Avez-vous d’ailleurs remarqué que, alors qu’on ne parlait que de Paquet ces derniers temps, pas une fois l’avons-nous vue donner des interviews en personne ? Chaque fois qu’elle se manifestait dans les médias, c’était par voie de communiqué ou par Facebook, comme si les idéologues qui la téléguident tenaient à contrôler son image de victime présumée et à l’empêcher de se mettre un pied, sinon les deux, dans la bouche.

Cette tactique réussit on ne peut mieux, par l’effet d’entraînement ahurissant que ce coup de marketing féministe a eu sur la partie la moins brillante de la population, qui croit encore dur comme fer que cette pauvre fille a bien été victime du député libéral. Pourquoi je parle de marketing féministe ? Parce que la quinzaine annuelle de men bashing débutera ce 25 novembre, avec la journée internationale de lutte contre la violence faite aux femmes, pour connaître son apothéose avec la commémoration de Polytechnique.

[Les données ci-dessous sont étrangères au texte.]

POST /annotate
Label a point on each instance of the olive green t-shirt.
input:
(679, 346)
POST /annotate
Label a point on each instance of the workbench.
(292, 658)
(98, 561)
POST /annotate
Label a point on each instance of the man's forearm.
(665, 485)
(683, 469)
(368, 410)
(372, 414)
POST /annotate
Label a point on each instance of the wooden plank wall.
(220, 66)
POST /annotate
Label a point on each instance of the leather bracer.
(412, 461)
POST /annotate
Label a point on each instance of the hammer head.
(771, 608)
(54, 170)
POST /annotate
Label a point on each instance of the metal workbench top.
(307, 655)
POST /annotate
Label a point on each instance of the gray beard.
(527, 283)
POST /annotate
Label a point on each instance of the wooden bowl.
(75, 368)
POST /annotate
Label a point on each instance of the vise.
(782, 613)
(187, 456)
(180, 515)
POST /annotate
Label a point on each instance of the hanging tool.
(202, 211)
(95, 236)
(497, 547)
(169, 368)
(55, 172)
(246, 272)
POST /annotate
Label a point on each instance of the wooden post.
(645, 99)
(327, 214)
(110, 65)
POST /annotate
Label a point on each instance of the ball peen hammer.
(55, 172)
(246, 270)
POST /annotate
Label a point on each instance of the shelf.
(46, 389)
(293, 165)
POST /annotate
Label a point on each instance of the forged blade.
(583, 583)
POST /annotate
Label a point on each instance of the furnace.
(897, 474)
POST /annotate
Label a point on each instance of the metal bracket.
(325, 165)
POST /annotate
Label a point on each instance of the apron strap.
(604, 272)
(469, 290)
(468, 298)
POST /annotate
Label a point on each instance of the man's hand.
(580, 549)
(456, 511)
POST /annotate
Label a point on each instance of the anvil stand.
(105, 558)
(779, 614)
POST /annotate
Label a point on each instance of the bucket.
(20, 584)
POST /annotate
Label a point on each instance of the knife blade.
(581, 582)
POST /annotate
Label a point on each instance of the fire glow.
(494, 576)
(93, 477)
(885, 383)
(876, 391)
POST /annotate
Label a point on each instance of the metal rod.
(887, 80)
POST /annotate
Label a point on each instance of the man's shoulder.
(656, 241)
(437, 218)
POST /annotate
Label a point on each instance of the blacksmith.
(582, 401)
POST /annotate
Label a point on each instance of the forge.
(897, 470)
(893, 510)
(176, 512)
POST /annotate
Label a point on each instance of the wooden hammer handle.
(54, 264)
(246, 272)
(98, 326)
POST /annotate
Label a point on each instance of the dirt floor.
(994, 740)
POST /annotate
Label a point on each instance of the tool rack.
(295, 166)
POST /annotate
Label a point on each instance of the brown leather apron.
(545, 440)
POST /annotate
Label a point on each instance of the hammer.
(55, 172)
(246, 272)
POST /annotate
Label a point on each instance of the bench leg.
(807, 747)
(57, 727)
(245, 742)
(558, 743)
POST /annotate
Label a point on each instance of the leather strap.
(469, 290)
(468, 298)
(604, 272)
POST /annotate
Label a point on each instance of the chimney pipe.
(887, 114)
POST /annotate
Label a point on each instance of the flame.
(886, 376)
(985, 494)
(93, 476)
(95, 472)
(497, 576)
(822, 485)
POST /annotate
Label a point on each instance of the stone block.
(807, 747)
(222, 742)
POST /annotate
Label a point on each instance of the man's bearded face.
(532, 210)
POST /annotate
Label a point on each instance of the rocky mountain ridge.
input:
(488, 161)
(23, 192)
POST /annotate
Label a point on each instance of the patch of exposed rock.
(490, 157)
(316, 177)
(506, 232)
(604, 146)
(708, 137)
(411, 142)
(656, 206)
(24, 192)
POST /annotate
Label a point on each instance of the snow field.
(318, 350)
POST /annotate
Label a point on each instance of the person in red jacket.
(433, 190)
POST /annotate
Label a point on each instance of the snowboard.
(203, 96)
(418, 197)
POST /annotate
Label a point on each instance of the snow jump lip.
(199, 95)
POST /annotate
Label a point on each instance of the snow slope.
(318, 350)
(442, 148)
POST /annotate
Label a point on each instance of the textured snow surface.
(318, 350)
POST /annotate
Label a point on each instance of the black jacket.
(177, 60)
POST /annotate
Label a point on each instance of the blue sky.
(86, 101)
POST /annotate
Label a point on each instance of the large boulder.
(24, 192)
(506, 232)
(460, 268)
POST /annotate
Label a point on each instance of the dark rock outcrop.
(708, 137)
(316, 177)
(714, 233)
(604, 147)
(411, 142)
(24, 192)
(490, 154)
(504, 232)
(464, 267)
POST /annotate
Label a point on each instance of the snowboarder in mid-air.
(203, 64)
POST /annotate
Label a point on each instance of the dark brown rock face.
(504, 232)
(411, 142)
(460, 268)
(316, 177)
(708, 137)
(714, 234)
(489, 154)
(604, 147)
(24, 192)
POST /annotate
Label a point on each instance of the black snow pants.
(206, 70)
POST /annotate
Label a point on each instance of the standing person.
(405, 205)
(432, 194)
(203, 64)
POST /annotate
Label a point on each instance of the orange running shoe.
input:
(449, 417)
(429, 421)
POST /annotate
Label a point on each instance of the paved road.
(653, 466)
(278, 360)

Soulignons le timing des événements qui arrivent vers cette période bénie par les féministes subventionnées. L’an passé, c’était déjà Alice Paquet et les « survivantes » de l’université Laval qui rapportaient aux groupes féministes 26 M $ de plus pour lutter contre les agressions sexuelles. L’année précédente, la crise des femmes autochtones à Val-d’Or, grâce à un reportage que Radio-Canada retenait depuis juillet 2015, rapportait au centre d’aide autochtone de Val-d’Or 6,1 M $. Business as usual

Du fanatisme aux menaces de meurtre…

Les conséquences de la présente tempête médiatique dépassent présentement l’entendement. Nous avons un humoriste, vraiment audacieux, dans la lignée des Deschamps et des Cyniques, aux prises avec des militantes fanatiques, mais qui n’entend pas lâcher prise. Ses collègues humoristes, d’une lâcheté incomparable, se cachent sous une table en attendant que la tempête passe.  Pendant ce temps, Guy Nantel livre ses spectacles sous haute surveillance depuis qu’un psychopathe l’a menacé de mort au nom de « la protection des femmes ».

Heureusement, le public est fidèle au rendez-vous et la popularité de Nantel ne se dément pas. Espérons que notre bon peuple finira par se révolter comme elle le fit jadis contre l’oppression cléricale. Lors de son arrivée au Conseil du statut de la femme, Julie Miville-Dechêne avait constaté que féminisme était devenu « un mot qui est chargé de sens négatif ». Il est grand temps de condamner ce mouvement devenu toxique purement et simplement, démocratiquement, mais définitivement.